According to the indictment, between 2005 and 2012, Zarrabian assisted foreign-born clients to complete the necessary forms to become U.S. permanent residents based on marriage to a U.S. citizen. Clients paid Zarrabian between $8,000 and $15,000 in exchange for arranging fraudulent marriages to U.S. citizens recruited by Zarrabian and Smith, the charges allege.

Foreign nationals who marry U.S. citizens legitimately may lawfully become U.S. permanent residents, but not if the marriage is a sham to evade immigration laws.

Zarrabian allegedly paid Smith a portion of the money she received from foreign-born clients for Smith's recruited U.S. citizen spouses. In turn, Zarrabian allegedly promised to pay about $5,000 to the U.S. citizen spouses for their participation in a sham marriage. Both defendants arranged to have individuals travel to Las Vegas for a fraudulent wedding and also took photos of the "couple" and other steps to create the false impression that the sham marriages were legitimate.
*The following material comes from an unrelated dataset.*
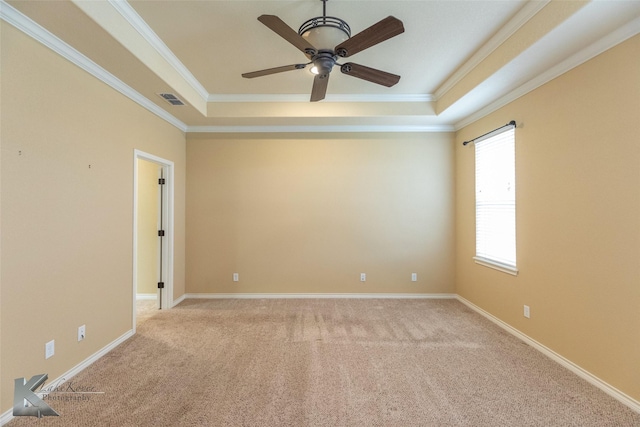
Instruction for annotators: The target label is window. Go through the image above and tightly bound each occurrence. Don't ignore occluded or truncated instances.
[474,125,518,275]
Zarrabian also met with the couples and told them what actions they needed to take to make their marriages appear legitimate during marriage interviews with officials, according to the indictment.

The obstruction count alleges that Zarrabian attempted to persuade a U.S. citizen involved in a fraudulent marriage from communicating information to law enforcement.

Assistant U.S. Attorney Tony Iweagwu, Northern District of Illinois, is prosecuting the case.

Conspiracy to commit marriage fraud and each count of marriage fraud carry a maximum penalty of five years in prison and a $250,000 fine. Visa fraud carries a maximum penalty of 10 years in prison and a $250,000 fine. The obstruction count against Zarrabian carries a maximum of 20 years in prison and a $250,000 fine.

The public is reminded that an indictment contains only charges and is not evidence of guilt. The defendants are presumed innocent and are entitled to a fair trial at which the government has the burden of proving guilt beyond a reasonable doubt.